As dores que não se veem

 

 

(Padre Carlos)

Outro dia, sentado no banco da praça, observei o vai e vem das pessoas — rostos apressados, passos decididos, celulares em punho, olhos distantes. E foi ali, naquela calmaria de observador, que me dei conta de algo que carrego comigo há tempos: ninguém sabe, de verdade, o peso que o outro carrega.

Dentro de mim há dores que ninguém conhece. São cicatrizes profundas, daquelas que o tempo não apagou e que, confesso, nem sempre tive coragem de mostrar. Fiz sacrifícios que ficaram invisíveis aos olhos do mundo, como tantos de nós fazemos em silêncio, como quem tenta proteger o coração de mais um julgamento.

Você já parou para pensar que há sentimentos em nós que simplesmente não cabem no olhar do outro? Porque ninguém chorou as mesmas lágrimas que eu chorei. Ninguém viveu, com a mesma intensidade, a dor que me atravessou nas noites em que o sono não veio.
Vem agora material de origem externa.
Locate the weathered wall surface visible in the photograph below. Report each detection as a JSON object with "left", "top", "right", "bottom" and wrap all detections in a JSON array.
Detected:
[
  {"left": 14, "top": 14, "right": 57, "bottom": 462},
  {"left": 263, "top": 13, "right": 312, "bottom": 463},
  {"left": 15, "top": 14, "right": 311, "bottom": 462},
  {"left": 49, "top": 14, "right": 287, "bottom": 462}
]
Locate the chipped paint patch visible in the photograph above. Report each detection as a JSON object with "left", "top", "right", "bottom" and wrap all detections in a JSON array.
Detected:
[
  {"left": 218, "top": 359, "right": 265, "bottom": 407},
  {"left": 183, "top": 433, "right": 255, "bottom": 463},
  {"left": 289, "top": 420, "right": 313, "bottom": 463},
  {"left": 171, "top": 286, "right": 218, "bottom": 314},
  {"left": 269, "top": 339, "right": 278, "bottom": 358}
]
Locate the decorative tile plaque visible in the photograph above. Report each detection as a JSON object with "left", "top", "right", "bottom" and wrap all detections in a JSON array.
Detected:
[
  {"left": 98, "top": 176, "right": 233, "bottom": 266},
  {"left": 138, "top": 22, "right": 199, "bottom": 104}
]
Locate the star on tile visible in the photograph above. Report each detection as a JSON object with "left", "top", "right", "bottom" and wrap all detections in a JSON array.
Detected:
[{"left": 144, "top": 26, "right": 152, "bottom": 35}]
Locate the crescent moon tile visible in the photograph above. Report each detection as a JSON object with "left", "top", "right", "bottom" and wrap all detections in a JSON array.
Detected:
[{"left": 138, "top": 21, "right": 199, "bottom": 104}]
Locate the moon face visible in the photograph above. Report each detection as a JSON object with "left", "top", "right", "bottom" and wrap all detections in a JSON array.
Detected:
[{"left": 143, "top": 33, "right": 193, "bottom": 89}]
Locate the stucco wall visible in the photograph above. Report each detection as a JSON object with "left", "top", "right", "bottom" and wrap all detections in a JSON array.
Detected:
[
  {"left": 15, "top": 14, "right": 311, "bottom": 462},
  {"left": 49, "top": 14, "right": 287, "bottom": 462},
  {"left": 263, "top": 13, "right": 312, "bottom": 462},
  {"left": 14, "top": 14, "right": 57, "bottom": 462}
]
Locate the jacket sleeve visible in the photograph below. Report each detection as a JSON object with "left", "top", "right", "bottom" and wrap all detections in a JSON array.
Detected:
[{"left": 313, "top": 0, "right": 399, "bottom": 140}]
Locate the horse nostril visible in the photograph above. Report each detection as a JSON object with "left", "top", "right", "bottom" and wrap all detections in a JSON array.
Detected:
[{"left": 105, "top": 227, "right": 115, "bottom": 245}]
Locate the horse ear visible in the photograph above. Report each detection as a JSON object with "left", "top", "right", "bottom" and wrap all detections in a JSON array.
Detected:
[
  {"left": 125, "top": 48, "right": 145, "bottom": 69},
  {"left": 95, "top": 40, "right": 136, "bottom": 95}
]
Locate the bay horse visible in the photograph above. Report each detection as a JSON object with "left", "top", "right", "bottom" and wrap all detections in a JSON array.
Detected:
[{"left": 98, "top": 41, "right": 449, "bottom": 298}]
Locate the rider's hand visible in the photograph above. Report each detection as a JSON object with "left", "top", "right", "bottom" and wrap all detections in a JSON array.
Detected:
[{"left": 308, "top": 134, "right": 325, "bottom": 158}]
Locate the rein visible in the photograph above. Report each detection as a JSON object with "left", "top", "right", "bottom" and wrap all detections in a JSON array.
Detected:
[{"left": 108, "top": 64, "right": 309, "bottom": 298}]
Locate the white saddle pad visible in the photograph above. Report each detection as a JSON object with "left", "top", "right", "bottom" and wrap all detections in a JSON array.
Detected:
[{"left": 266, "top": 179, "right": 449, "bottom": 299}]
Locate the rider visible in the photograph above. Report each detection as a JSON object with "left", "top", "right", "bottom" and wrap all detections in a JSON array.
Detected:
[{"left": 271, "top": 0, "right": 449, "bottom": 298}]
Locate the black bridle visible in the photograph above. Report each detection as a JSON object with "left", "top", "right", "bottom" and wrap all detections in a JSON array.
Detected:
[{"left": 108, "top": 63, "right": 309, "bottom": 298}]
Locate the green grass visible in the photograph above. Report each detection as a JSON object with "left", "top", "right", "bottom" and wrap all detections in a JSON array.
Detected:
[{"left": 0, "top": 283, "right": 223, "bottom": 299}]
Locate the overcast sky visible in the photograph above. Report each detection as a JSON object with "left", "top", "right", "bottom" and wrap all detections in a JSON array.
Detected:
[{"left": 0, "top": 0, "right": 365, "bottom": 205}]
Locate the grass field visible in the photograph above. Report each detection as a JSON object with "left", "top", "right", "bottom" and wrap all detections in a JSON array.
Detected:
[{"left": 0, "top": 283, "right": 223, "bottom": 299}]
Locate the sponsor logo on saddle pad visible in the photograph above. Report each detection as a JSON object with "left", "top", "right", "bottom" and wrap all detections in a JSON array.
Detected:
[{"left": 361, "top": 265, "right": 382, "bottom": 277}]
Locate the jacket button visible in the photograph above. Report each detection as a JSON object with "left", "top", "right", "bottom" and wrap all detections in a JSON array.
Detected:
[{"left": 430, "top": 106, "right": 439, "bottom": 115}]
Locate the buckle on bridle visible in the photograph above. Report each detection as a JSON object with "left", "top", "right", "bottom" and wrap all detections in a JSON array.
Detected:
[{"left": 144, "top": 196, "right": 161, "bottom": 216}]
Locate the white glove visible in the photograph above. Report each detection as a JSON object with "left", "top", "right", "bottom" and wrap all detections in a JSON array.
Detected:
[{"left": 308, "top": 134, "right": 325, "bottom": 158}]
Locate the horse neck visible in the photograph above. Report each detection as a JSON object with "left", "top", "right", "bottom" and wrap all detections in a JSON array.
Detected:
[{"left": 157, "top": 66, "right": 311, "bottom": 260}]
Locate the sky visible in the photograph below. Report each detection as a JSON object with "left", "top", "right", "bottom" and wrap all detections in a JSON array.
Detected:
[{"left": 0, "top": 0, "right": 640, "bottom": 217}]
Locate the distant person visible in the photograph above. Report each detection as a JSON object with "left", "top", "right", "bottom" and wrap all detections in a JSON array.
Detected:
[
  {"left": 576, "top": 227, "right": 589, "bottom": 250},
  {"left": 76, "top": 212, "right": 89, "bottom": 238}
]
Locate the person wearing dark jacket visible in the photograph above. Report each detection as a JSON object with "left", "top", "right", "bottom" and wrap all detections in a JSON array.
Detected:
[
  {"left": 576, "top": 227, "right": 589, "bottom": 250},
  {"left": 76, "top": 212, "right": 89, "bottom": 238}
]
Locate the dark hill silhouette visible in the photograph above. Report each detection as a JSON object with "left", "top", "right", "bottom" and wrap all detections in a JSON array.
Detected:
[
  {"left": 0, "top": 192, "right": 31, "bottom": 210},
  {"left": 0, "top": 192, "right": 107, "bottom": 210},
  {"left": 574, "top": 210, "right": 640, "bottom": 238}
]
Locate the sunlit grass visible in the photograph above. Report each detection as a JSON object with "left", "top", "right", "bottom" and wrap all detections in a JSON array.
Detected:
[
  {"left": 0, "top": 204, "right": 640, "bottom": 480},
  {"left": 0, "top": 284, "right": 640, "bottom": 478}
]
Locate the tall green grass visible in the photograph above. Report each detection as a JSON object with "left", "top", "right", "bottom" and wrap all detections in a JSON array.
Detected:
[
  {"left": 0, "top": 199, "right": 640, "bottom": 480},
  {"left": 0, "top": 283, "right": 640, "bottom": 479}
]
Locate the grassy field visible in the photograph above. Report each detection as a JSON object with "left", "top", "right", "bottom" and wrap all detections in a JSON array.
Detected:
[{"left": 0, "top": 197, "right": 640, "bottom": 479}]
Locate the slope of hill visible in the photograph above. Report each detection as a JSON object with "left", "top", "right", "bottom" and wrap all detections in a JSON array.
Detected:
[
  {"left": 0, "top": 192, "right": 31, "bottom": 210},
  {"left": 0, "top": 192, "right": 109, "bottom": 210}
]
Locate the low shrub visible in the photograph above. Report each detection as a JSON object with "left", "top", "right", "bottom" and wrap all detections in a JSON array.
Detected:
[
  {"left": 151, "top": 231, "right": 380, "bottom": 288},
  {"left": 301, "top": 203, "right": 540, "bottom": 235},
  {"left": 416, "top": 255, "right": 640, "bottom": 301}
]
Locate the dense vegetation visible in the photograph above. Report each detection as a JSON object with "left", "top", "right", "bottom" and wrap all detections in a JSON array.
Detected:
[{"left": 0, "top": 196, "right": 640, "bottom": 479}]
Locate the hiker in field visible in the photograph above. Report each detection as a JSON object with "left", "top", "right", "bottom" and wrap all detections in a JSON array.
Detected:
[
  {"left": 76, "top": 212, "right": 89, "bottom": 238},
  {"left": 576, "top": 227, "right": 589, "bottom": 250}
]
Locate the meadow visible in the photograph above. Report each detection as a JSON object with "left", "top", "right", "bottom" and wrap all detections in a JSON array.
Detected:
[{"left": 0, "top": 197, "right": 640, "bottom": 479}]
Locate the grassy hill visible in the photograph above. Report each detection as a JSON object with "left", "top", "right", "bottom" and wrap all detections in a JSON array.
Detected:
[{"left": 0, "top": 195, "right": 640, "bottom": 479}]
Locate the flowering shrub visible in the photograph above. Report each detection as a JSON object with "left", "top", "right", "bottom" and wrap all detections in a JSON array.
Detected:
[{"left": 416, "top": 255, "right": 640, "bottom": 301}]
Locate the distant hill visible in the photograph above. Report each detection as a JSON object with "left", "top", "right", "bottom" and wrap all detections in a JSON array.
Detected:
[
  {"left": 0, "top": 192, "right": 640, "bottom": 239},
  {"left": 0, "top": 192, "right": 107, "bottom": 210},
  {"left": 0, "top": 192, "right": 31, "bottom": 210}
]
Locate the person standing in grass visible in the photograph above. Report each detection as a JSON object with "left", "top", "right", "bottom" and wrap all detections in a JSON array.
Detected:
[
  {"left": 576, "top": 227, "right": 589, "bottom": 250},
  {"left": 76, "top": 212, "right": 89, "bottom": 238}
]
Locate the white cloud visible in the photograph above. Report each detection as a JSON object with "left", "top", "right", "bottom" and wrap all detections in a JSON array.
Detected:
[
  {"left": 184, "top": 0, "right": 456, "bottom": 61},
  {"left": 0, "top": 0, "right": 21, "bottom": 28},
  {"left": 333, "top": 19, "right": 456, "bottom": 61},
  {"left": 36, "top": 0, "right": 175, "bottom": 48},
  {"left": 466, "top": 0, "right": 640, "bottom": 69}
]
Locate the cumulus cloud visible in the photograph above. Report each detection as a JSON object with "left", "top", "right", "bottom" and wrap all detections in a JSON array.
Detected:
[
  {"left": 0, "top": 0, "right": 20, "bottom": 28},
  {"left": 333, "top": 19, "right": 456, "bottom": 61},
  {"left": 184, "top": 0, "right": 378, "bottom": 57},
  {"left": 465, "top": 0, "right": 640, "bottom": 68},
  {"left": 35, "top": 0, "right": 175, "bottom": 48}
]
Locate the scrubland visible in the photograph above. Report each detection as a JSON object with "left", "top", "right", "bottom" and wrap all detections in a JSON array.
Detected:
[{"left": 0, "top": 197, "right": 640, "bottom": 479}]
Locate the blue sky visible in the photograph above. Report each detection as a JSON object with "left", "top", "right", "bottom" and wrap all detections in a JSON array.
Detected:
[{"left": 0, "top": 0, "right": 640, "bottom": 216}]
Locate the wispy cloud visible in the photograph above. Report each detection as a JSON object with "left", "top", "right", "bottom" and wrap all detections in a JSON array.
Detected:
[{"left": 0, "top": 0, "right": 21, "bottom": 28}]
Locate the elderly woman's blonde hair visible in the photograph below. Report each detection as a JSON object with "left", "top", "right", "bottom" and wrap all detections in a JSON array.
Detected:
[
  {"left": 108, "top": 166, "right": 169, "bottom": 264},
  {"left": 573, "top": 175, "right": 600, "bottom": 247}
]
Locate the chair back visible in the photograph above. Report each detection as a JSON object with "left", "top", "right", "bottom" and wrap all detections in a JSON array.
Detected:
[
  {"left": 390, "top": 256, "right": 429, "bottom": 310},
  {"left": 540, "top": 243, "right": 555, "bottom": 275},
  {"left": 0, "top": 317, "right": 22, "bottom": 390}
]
É fácil apontar o dedo; mais difícil é calçar os sapatos alheios e caminhar com a mesma pedra no pé.

Cada um de nós tem um mundo guardado no peito — feito de memórias, perdas, saudades, pequenas vitórias e grandes batalhas. Eu sei o que guardo no meu coração. Sei o que me custa acordar todos os dias e seguir, mesmo quando tudo parece querer me parar.

E é por isso que acredito: ninguém no mundo tem o direito, muito menos o luxo, de julgar o outro. A dor é particular, o caminho é único, e o coração… ah, o coração é um território sagrado.

Então, da próxima vez que você cruzar com alguém na rua, lembre-se disso: por trás daquele olhar cansado ou sorriso ensaiado pode existir uma história que você jamais compreenderia. E, quem sabe, em vez de julgar, não seja melhor apenas oferecer um pouco de gentileza?

No fim, é isso que nos torna humanos.